June 8, 2010 at 2:21 pm
hi every one well new to this as i've recently become a cripple.but i have a little query I'm trying to work on and none of the so called experts in the office I use for studying in have an easer answer.
so i have 3 tables [names,tied,rolls] in the names table i have columns [userid] [int]and [names]nvacher] /in the tied table i have [userid] [int]/[rollnum][int]/in the roll table i have [rollnum][int]/[rolls][navchar]
in the tied table
each rollnum has a value which is 1 to five and a uersid which is able to have all five rollnum so i can have up to five identical userid but different rolls
eg
userid | RollNum
1000 | 1
1000 | 2
1000 | 3
1001 | 2
1001 | 5
what i would like to achieve that if i search the tied table i get only one user id and the lowest rollnum
for all the different userid in the tables
i have joined the other 2 tables to the tied table to get all result
so i should get eg
names.name | tied.userid | tied.Rollnum | roll.rolls
john | 1000 | 1 | admin
phil | 1001 | 2 | support
i hope some one can point me in the right cheers
😛
June 8, 2010 at 2:48 pm
I mocked up the tables and data and have provided a solution but I would warn that this may not be that simple unless the data is really that simple. you may need to do a left join or other modifications.
declare @names table
(userid int, Firstnm varchar(20), job varchar(20))
insert into @names (userid,Firstnm,job) values(1000,'John','admin')
insert into @names (userid,Firstnm,job) values(1001,'Phil','support')
declare @tied table
(userid int, rollnum int)
insert into @tied (userid, rollnum) values(1000,1)
insert into @tied (userid, rollnum) values(1000,2)
insert into @tied (userid, rollnum) values(1000,3)
insert into @tied (userid, rollnum) values(1001,2)
insert into @tied (userid, rollnum) values(1001,5)
declare @roll table
(rollnum int, roll varchar(20))
insert into @roll (rollnum,roll) values(1,'Admin')
insert into @roll (rollnum,roll) values(2,'Support')

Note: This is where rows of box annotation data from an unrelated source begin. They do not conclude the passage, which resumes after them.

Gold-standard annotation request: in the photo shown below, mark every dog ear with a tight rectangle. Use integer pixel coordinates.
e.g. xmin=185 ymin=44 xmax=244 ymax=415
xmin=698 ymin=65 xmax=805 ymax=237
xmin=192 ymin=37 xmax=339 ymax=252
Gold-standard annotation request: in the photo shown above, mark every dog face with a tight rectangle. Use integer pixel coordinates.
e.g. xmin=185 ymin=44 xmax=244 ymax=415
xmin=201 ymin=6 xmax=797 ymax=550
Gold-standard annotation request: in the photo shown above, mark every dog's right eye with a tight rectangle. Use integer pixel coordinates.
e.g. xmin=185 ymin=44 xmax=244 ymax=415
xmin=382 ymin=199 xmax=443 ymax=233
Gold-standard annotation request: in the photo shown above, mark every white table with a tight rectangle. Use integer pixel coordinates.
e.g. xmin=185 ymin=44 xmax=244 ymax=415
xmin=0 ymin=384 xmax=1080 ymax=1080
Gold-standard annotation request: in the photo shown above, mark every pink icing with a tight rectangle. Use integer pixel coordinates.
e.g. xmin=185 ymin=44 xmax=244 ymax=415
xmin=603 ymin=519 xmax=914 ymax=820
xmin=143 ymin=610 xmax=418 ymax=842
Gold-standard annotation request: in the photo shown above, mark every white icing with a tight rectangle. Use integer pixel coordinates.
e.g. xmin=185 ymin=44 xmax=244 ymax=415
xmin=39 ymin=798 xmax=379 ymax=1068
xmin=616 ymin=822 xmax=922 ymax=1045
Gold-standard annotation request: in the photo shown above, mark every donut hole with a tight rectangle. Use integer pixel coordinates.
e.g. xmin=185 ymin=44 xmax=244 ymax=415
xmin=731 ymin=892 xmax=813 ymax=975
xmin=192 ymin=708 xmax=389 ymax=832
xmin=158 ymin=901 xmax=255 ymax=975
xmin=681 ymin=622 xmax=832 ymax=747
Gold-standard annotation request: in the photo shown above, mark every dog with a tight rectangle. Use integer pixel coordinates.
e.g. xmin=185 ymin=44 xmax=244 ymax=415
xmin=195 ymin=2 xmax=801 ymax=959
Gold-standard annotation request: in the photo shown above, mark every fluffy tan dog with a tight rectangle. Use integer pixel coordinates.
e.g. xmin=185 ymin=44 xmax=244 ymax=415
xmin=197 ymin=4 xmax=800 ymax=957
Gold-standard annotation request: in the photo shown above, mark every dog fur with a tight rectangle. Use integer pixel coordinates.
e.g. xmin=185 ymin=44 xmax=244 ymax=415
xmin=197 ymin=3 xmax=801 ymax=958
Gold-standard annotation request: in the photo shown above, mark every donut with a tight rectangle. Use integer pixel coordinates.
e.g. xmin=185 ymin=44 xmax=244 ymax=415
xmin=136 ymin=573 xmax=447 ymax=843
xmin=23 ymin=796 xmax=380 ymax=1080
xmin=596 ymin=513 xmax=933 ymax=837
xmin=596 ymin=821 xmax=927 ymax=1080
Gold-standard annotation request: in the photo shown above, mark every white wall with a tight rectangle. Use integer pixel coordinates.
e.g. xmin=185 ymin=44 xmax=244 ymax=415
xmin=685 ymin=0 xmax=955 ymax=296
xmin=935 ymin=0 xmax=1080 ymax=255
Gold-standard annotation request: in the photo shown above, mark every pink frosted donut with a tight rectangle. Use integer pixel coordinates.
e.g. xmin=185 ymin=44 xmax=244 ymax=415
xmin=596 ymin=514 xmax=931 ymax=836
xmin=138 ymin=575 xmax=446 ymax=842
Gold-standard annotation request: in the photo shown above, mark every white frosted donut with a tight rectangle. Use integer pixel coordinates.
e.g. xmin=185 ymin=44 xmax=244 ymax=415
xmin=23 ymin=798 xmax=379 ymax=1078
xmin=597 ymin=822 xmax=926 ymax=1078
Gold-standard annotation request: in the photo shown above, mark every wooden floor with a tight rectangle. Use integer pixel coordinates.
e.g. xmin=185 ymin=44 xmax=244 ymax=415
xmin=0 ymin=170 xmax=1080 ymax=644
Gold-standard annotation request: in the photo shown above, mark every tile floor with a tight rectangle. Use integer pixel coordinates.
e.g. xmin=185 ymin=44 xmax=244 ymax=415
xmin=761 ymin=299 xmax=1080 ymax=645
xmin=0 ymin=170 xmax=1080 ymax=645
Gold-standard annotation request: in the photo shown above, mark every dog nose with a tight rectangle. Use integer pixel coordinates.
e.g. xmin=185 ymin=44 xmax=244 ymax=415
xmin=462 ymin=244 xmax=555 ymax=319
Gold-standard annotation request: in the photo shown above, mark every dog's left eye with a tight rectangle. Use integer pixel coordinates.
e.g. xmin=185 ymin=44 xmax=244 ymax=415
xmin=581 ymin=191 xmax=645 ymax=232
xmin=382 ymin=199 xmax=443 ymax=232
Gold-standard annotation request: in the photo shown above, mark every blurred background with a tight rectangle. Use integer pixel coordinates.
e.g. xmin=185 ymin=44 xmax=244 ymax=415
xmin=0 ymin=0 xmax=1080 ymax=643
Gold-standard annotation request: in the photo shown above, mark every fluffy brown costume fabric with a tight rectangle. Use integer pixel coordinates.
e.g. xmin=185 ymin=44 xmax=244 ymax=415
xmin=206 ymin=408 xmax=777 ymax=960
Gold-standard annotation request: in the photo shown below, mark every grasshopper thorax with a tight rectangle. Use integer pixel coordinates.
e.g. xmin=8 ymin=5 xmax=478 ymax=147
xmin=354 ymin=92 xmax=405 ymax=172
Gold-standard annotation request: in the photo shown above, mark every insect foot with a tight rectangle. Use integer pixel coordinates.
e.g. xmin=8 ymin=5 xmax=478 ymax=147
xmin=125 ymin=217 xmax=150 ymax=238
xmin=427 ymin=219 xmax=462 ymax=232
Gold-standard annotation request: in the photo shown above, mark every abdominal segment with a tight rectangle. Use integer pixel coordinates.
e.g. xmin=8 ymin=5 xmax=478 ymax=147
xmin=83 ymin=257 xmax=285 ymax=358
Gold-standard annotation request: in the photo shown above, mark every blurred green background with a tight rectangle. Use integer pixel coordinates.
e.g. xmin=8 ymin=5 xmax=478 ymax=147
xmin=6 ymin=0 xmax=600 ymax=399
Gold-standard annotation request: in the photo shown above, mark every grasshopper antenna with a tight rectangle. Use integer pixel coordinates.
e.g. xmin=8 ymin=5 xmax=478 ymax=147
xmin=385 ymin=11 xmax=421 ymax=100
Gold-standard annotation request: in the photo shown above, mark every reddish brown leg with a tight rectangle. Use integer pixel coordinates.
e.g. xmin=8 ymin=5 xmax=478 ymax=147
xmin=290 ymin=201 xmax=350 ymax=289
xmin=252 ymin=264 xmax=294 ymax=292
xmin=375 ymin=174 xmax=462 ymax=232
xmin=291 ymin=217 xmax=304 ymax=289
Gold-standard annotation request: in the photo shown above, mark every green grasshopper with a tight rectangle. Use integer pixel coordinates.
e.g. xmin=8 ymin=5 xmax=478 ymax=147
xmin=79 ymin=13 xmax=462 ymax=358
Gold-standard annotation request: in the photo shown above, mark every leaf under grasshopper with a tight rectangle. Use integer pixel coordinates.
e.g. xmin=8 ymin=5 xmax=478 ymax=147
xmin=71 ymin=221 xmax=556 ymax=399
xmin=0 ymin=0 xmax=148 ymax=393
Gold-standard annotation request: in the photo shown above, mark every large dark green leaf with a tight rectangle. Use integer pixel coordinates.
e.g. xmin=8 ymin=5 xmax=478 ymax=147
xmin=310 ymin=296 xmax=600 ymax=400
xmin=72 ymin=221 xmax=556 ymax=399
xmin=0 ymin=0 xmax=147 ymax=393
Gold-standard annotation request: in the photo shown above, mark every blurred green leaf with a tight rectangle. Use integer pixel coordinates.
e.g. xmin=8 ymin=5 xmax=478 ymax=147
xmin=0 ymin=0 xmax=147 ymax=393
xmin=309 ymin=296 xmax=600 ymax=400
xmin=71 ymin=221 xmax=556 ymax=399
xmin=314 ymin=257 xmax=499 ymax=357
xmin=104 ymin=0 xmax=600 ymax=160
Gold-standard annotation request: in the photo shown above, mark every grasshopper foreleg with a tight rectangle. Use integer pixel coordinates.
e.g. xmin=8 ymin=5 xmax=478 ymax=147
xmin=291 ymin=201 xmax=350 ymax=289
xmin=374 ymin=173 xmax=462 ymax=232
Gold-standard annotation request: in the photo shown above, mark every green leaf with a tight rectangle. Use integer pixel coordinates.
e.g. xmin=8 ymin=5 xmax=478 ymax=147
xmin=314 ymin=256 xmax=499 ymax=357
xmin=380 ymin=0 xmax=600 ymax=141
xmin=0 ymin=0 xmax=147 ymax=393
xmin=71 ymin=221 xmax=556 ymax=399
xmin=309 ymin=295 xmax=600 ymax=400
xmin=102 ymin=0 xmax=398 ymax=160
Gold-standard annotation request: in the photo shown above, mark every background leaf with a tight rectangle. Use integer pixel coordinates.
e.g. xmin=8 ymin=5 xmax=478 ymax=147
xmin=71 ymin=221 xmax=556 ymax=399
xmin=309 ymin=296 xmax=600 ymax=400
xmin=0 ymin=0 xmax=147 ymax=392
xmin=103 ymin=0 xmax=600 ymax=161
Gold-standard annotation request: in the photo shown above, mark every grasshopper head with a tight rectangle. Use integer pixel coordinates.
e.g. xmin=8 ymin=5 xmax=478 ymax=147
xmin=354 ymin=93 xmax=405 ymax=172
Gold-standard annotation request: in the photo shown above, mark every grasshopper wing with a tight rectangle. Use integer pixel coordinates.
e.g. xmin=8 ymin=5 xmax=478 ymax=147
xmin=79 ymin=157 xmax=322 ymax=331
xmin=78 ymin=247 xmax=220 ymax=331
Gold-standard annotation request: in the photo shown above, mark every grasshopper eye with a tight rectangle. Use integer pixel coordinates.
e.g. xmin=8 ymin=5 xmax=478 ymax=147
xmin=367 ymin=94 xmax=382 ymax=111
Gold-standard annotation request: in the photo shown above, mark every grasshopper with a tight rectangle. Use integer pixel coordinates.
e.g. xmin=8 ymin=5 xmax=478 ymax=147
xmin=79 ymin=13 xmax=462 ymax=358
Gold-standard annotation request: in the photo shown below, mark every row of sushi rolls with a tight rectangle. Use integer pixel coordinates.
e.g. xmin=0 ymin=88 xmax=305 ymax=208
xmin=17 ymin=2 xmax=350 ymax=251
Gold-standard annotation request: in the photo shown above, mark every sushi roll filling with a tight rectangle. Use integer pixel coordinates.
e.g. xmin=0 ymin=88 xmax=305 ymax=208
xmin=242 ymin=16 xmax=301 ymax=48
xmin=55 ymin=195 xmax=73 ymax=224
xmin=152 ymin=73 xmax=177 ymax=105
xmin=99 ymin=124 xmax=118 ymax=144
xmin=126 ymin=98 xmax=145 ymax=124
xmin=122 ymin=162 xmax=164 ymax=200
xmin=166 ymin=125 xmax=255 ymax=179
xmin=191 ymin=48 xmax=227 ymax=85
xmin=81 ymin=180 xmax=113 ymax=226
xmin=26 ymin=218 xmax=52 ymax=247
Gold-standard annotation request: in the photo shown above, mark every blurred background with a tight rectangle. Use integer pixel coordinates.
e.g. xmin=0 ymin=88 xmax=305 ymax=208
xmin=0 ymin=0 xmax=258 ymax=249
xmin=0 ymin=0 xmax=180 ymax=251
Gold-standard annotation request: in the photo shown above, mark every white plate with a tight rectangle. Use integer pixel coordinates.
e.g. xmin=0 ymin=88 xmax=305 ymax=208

select a.Firstnm,t.userid,t.rollnum,b.roll
from
(select userid,min(rollnum) as rollnum from @tied group by userid) t
join @names a on a.userid = t.userid
join @roll b on b.rollnum = t.rollnum
Dan
If only I could snap my figures and have all the correct indexes apear and the buffer clean and.... Start day dream here.
June 8, 2010 at 3:00 pm
cheers i'll give it a go tomorrow
there are only four columns to find the information to return, but there will be quite a few userid more than 2 but only 5 different kind of user rolls just as long as it shows all the individual userid and the lowest rollnum then thats all i need:-)
June 9, 2010 at 4:09 pm
hi all again still not quite right, I think all need to be able to do in the tied table is to get the all the distinct userid tied in with there min rollnum eg 1000/1 : 1001/ 3 hope someone can look at this and piont me in the right direction . also as there are five dirrent possible jobs would i have to five new tales ad jion them all together through five quries 😛
June 10, 2010 at 7:24 am
I quess I am a little confused by you rlast post. The script I provided should do what you have stated unless there are data elements I am not aware of. Go you post some sample data that describes the problem you are having? that might help determine where the change needs to be. It does not have to be live data just examples that demonstraight what you are trying to aceive and what problem you are having.
Dan
If only I could snap my figures and have all the correct indexes apear and the buffer clean and.... Start day dream here.
July 23, 2010 at 2:56 pm
I would be tempted to do this a little differently. I am not certain what the efficiency impact would be, but it seems to be easier to see what it does and how.
Using the structures described:
WITH GetMinRoleByUser_CTE AS
(SELECT userid, MIN(rollnum) AS MinRole FROM tied GROUP BY userid)
SELECT
n.UserID,
n.names,
r.rollnum,
r.rolls
FROM
GetMinRoleByUser_CTE c
LEFT JOIN names n
ON c.userid = n.userid
LEFT JOIN rolls r
ON c.MinRoll = r.rollnum
ORDER BY n.names
I believe that this approach makes it a little more obvious what data is being returned, and also very straightforward to sort it by user or by role. It also shows if there are records in tied where the user and/or the role
does not exist.What this does not do is show users not assigned to any role, or roles with no users assigned.